While the exhibition was going on at The Wilson Gallery in Cheltenham I gave Alan a box of books and he was selling them a lot faster than me. I had to keep topping him up every day until I realised I might kill him faster.
Last week, I caught up with Craig Fraser, Alan’s, support worker at the YMCA. In just one year, he’s gone from living in the street with a full blown heroin and crack addiction, begging from 6am-6pm everyday, to voluntarily going onto a methadone script, living at the YMCA, taking advice form support workers, the only resident paying rent every week on time, buying takeaways for the staff, begging only twice a week for a couple of hours (when he gets board), doing his own laundry, improving his personal hygiene and living in a self contained flat; which he was offered for being a model tenant. When Alan first moved in to the YMCA he asked for the bed to be removed so he could sleep on the floor. 6 months later he asked for the mattress back and a few weeks ago he decided to have the bed returned where he now spends his evenings listening to the cricket and rugby on his radio. He’s even put his name down as lead gardener to work and grow vegetables on a donated patch of land for members of the YMCA Recovery Cluster group that Craig set up a month ago. Alan has now got something worth loosing and because of that he’s beginning to slowly change his behavior, learning to grow and live, gaining confidence because he can now see hope. There are many who we might think that Alan doesn’t deserve the space and attention he has been given, but we have to measure his success, by the distance he has traveled. In just one year Alan who over 25 years has lost literally everything, including his teeth, and most of all his dignity and purpose in life, a glimmer of hope is beginning to shine through.
Leonard Cohen once wrote:
“Ring the bells that still can ring, Forget your perfect offering, There is a crack in every thing, That’s how the light gets in.”
Our world is greedy and parts of it are broken, and I know that giving helps restore balance. If it is giving money, spending time together talking, or asking what food and drink they want and getting it, giving is a way to connect and engage. The day I stop giving unconditionally is also the day I stop giving hope and choice. And the more we give unconditionally, the more hope we inspire. Not just because of who receives it, but how it changes us for the better. You can’t force an addict out of addiction, but when we give unconditionally we give the gift of freedom and choice. Transformation might not happen that day, but it may in the future. The act of giving shows that we care. It doesn’t have to be money. It can be a thermos with warm tea; sharing stories, listening and catching up. Helping to build bridges and a way back. If there is hope, there is the possibility of change. And when we genuinely connect with those in need, we give hope. No silver bullet There is no silver bullet to this problem, David Brailsford Sky Cycling Team calls it “ The aggregation of marginal gains”, and there ARE many available solutions depending on the individual.

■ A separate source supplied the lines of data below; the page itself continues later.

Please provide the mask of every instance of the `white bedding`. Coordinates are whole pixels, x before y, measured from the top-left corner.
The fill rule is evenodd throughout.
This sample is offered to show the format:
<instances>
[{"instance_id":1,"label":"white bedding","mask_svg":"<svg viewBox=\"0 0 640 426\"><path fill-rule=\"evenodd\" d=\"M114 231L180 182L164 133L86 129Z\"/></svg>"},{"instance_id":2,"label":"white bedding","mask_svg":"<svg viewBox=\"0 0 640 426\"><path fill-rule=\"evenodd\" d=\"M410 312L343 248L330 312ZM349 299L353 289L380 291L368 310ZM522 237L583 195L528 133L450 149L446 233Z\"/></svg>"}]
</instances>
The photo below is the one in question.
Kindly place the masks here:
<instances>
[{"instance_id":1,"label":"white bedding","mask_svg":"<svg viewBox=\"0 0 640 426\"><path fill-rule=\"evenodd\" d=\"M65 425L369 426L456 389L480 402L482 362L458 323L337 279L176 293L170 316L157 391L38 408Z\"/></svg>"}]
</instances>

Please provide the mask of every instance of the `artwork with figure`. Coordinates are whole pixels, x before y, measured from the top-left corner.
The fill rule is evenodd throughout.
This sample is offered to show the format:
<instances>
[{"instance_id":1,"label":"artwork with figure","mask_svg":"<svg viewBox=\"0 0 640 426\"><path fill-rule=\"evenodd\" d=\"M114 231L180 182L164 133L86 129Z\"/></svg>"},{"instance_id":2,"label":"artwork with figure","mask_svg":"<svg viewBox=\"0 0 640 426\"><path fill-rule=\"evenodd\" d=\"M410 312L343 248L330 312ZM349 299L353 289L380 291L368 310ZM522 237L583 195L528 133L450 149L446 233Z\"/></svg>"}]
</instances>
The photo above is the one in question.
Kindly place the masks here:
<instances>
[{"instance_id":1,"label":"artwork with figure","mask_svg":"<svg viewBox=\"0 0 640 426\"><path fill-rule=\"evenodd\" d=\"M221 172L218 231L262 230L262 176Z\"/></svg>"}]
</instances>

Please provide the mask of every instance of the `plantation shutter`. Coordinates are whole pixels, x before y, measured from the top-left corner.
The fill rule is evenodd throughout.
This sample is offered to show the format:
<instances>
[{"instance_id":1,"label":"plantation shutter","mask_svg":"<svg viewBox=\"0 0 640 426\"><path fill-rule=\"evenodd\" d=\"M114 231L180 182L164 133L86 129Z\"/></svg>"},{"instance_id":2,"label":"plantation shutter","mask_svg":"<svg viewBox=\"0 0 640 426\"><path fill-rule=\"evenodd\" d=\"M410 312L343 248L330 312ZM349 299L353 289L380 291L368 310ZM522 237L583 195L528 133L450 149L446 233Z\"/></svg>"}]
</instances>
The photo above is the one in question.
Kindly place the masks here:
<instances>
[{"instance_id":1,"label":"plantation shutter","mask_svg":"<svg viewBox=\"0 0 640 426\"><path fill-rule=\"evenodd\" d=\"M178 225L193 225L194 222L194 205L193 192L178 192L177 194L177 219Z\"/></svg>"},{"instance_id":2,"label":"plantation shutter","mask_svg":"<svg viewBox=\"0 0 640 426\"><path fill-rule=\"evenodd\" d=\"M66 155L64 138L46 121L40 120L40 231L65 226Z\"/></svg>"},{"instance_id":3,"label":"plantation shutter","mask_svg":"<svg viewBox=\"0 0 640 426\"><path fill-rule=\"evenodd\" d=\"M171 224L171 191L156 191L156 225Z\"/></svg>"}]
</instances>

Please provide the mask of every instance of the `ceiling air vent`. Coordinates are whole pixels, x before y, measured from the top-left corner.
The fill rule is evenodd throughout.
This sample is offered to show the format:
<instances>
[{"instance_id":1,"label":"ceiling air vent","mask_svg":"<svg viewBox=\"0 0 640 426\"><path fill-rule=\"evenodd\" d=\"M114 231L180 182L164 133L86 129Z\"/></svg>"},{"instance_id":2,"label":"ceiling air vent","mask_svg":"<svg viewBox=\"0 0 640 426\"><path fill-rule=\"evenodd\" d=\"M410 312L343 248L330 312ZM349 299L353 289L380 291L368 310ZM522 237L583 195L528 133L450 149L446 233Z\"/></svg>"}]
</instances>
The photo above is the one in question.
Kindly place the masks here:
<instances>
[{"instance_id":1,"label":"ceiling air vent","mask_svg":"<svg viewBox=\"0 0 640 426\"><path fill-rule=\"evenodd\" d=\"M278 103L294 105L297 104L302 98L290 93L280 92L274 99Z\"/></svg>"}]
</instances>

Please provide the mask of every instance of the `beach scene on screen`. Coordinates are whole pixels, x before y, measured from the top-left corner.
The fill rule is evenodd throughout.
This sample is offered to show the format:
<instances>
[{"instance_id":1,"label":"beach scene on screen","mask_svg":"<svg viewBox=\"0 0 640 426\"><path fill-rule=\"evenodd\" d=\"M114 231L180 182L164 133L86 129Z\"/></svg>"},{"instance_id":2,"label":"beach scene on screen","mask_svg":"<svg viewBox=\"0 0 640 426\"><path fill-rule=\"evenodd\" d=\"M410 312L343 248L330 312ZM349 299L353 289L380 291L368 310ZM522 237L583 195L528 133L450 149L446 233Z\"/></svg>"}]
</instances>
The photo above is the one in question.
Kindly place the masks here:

So I asked Alan what he thought the solution to addiction was. His face drew an expression of a confident self-belief when he replied without hesitation – “If you don’t want to get addicted – don’t start using drugs. All drugs, including cannabis, eventually lead to the harder stuff.”
Alan has finally decided to stop using Heroin and street drugs. His journey back has been a long hard road for him. Just like a refugee he’s come from a war torn life that has threatened to kill him almost every single day. The new world he is coming back into is unknown, strange, and profoundly overwhelming. He’s going to need a lot of support, coaching, and above all, unconditional love. He’s making the change, now he needs to grow and only then will he be able to live again.